STATES Act to Fix Fractured Marijuana Policy at Federal Level

Published on: June 8th, 2018

Graphic by De La Vaca

Forty-six states currently having law(s) on the books either permitting or (to some extent) decriminalizing recreational or medical marijuana or marijuana-based products. More importantly, 75% of Americans supporting states’ rights to set their own cannabis policies. The Trump administration’s recent rescinding of the Cole Memo – the Obama era policy we wrote about here – through marijuana regulation into upheaval, making more than one grower, owner, and smoker feel as nervous as a 90’s era smoker in a city park. The Strengthening the Tenth Amendment Through Entrusting States Act (STATES Act) could help resolve the increasingly fractured regulatory framework currently hampering widespread adoption of marijuana at the state level.

 

Rep. Jared Polis, D-Colo., a longtime advocate of marijuana adoption and hero to weed lovers of all stripes, announced that he will introduce the bipartisan act in the House of Representatives, alongside Rep. David Joyce, R-Ohio, and Rep. Earl Blumenauer, D-Ore. The STATES Act has an identical bill unveiled the same day in the Senate by Sen. Cory Gardner, R-Colo with Sen. Elizabeth Warren, D-Mass. This marks the first bicameral, bipartisan legislation to end the federal enforcement of prohibition in states that have reformed their marijuana laws.

 

The STATES Act leaves it up to each state to determine for itself the best approach to marijuana policy within its borders.

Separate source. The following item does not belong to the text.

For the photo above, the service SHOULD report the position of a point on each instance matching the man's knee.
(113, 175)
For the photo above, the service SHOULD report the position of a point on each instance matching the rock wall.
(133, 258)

The STATES Act, according to Polis’ press release, specifically:

  • Amends the Controlled Substances Act (CSA) so that – as long as states and tribes comply with a few basic protections – its provisions no longer apply to any person acting in compliance with State or tribal laws relating to marijuana activities
  • Clearly states that compliant transactions are not trafficking and do not result in proceeds of an unlawful transaction
  • Removes industrial hemp from the list of controlled substances under the CSA

The following federal criminal provisions under the CSA continue to apply:

  • Prohibits endangering human life while manufacturing marijuana
  • Prohibits employment of persons under age 18 in drug operations
  • Prohibits the distribution of marijuana at transportation safety facilities such as rest areas and truck stops
  • Prohibits the distribution or sale of marijuana to persons under the age of 21 other than for medical purposes

 

What does all this mean for Colorado?

 

Like the other 45 states with degrees of legal weed, Colorado would no longer be in conflict with federal law. This would mean that, as a state, Colorado would be free to regulate marijuana, marijuana derivatives, and hemp as it sees fit without fear of federal interference or penalization. It means federal agents couldn’t arrest you for a baggie of that OG, and your dispensary couldn’t get raided and have all their sticky icky goods seized – so long as all are in compliance with state regulations. It also clears the way for banks to take cannabiz money without worries of federal prosecution.

 

A letter signed by over 55 supportive organizations for The STATES Act, in response to Senator Warren and Senator Gardner’s legislation in the Senate, says in part;

“Federal marijuana prohibition endangers public health and public safety, limits economic development, impedes scientific research, and leads to unjust and unnecessary arrests and incarceration. This failed federal policy is responsible for arrest of more than 600,000 Americans annually, a disproportionate share of whom are black, brown, young, and poor. We believe it long past due for Congress to take action to reform these outdated, unjust laws. Today, nearly every state in the country has taken steps toward implementing common-sense laws legalizing at least some aspects of cannabis commerce – making it clear that existing federal statutes are out of step with our Federalist system and require immediate federal reform.”